Investigating the Impact of Adversarial Evasion Attacks on Model Explanation in IoT-based DDoS Detection Systems
Keywords:
Explainable IDS, IoT, DDoS Detection, XAI Explanations, Adversarial PerturbationsAbstract
Explainable Artificial Intelligence (XAI) is increasingly being used by intrusion detection systems (IDS) to enhance transparency and enable human-centered cybersecurity decision-making. However, adversarial evasion attacks present a dual threat, as they can mislead both the models themselves and their interpretability outputs intended to explain IDS model predictions. This study investigates how vulnerable DDoS detection in IoT networks is to such adversarial manipulations using the CICIoT2023 dataset. Machine learning and deep learning models, including Random Forest and LSTM, were analyzed using LIME and SHAP frameworks to generate understandable explanations after being trained to detect DDoS traffic.
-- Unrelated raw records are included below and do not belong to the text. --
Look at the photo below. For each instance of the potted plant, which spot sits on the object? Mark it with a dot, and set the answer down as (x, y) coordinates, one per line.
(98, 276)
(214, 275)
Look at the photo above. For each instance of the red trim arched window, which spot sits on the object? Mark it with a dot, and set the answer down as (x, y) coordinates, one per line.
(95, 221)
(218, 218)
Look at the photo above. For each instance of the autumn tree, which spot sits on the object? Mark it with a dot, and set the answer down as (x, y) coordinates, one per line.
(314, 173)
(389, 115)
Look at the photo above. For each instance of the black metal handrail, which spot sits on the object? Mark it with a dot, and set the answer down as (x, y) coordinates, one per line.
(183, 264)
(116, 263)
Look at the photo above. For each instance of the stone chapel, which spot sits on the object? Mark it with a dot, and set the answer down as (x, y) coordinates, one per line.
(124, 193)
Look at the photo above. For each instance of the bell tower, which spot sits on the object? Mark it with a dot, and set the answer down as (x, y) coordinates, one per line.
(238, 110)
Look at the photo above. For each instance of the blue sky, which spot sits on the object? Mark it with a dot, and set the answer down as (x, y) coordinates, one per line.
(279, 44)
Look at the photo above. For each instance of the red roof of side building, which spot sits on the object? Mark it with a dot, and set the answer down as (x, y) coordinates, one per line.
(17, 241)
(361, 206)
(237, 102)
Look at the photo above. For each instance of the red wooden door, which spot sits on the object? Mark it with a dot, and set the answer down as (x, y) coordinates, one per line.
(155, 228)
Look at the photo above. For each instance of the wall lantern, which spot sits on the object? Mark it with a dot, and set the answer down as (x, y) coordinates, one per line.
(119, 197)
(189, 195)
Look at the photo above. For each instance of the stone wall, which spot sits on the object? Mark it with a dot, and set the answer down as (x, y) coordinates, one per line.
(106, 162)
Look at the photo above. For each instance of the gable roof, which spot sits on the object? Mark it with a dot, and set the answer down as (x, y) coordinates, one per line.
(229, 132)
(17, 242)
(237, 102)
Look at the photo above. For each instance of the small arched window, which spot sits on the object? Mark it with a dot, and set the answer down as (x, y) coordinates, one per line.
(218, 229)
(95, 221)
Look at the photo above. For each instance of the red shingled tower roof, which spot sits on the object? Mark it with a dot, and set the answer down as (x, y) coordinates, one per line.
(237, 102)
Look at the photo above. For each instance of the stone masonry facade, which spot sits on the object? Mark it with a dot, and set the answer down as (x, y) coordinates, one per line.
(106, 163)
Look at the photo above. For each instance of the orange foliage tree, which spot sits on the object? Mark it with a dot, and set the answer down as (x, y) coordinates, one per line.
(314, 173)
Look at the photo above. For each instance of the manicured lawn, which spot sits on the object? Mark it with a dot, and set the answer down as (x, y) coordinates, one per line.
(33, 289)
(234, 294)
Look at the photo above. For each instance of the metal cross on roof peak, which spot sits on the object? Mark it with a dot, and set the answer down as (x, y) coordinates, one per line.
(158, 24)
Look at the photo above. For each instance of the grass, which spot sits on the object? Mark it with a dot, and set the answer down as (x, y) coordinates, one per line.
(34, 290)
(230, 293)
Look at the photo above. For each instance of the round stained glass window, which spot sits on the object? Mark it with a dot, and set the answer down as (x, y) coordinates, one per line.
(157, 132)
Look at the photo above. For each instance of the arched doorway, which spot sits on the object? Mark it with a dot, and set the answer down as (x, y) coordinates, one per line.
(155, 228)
Adversarial perturbed examples were introduced to test the resilience of the explanation, integrity, and accuracy of prediction. The findings indicate that small perturbations can significantly reduce the accuracy of detecting attacks, resulting in false feature attributions. In adversarial settings, LSTM false negatives went up as much as 24,876 to 27,993, decreasing the accuracy from 87.13% to 86.86%, whereas random forest misclassifications went up by 363 to 12,195; however, the accuracy drop was from 99.96% to 98.95%. The overlap in top-5 feature rankings for LSTM was 50%, and that of RF was 45%, respectively. Also, the SHAP cosine similarity declined to 35% for LSTM and 55% for RF, indicating important differences in interpretability. The results of this study highlight limitations in existing explainable IDS approaches and the necessity of adversarial-resistant XAI methods to ensure reliable, trustworthy, and understandable cybersecurity analytics when using the Internet of Things.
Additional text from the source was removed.